Example 5: Files as input & Failure on DQ Validation & Max failure percentage defined

In this example we are using a location as input to validate the files in a specific folder. Here, we are forcing the DQ Validations to fail by using the max_percentage_failure, which will throw an error if the percentage of failures surpasses the defined maximum threshold.

from lakehouse_engine.engine import execute_dq_validation

acon = {
    "input_spec": {
        "spec_id": "deliveries_input",
        "data_format": "delta",
        "read_type": "streaming",
        "location": "s3://my_data_product_bucket/silver/dummy_deliveries/",
    },
    "dq_spec": {
        "spec_id": "dq_deliveries",
        "input_id": "deliveries_input",
        "dq_type": "validator",
        "bucket": "my_data_product_bucket",
        "data_docs_bucket": "my_dq_data_docs_bucket",
        "data_docs_prefix": "dq/my_data_product/data_docs/site/",
        "tbl_to_derive_pk": "my_database.dummy_deliveries",
        "fail_on_error": True,
        "dq_functions": [
            {"function": "expect_column_values_to_not_be_null", "args": {"column": "delivery_date"}},
            {"function": "expect_table_row_count_to_be_between", "args": {"min_value": 15, "max_value": 17}},
        ],
        "max_percentage_failure": 0.2,
    },
    "restore_prev_version": False,
}

execute_dq_validation(acon=acon)

Limitations

Unlike DataLoader, this new DQValidator algorithm only allows, for now, one input_spec (instead of a list of input_specs) and one dq_spec (instead of a list of dq_specs).
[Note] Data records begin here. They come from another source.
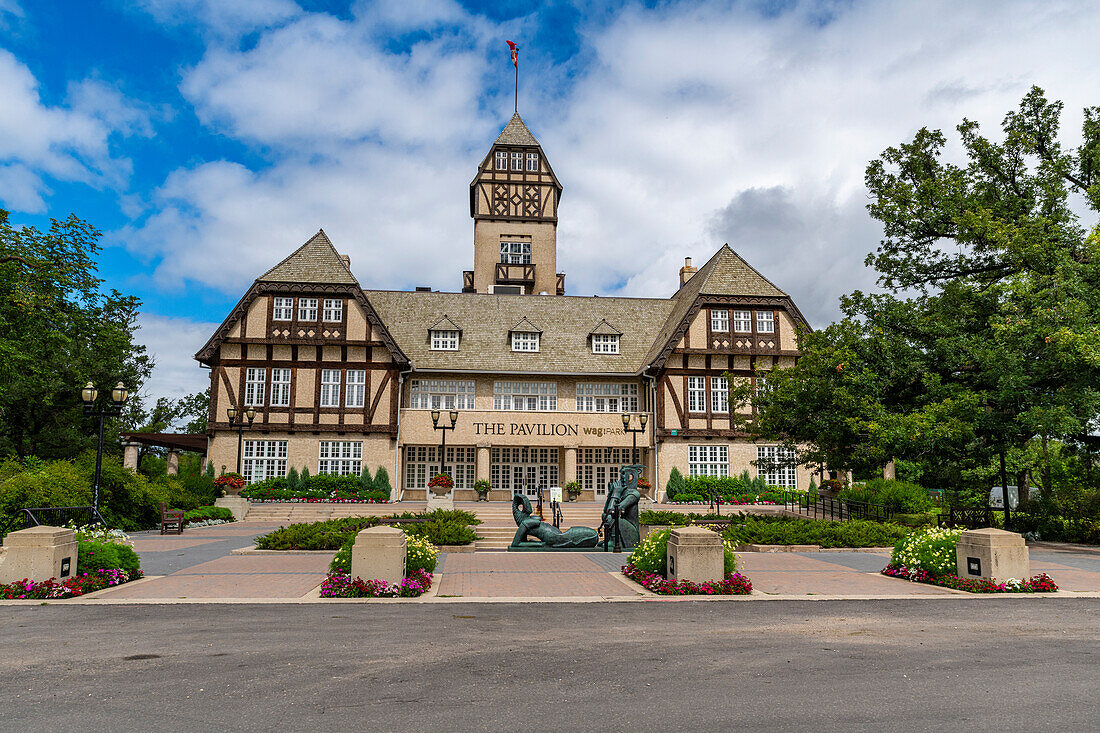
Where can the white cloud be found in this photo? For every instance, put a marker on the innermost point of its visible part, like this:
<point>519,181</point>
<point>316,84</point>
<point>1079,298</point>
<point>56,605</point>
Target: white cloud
<point>689,127</point>
<point>173,342</point>
<point>67,143</point>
There are plans and efforts already initiated to make this available in the input_specs and one dq_spec (instead of a list of dq_specs). However, you can prepare a Dataframe which joins more than a source, and use it as input, in case you need to assess the Data Quality from different sources at the same time. Alternatively, you can also show interest on any enhancement on this feature, as well as contributing yourself.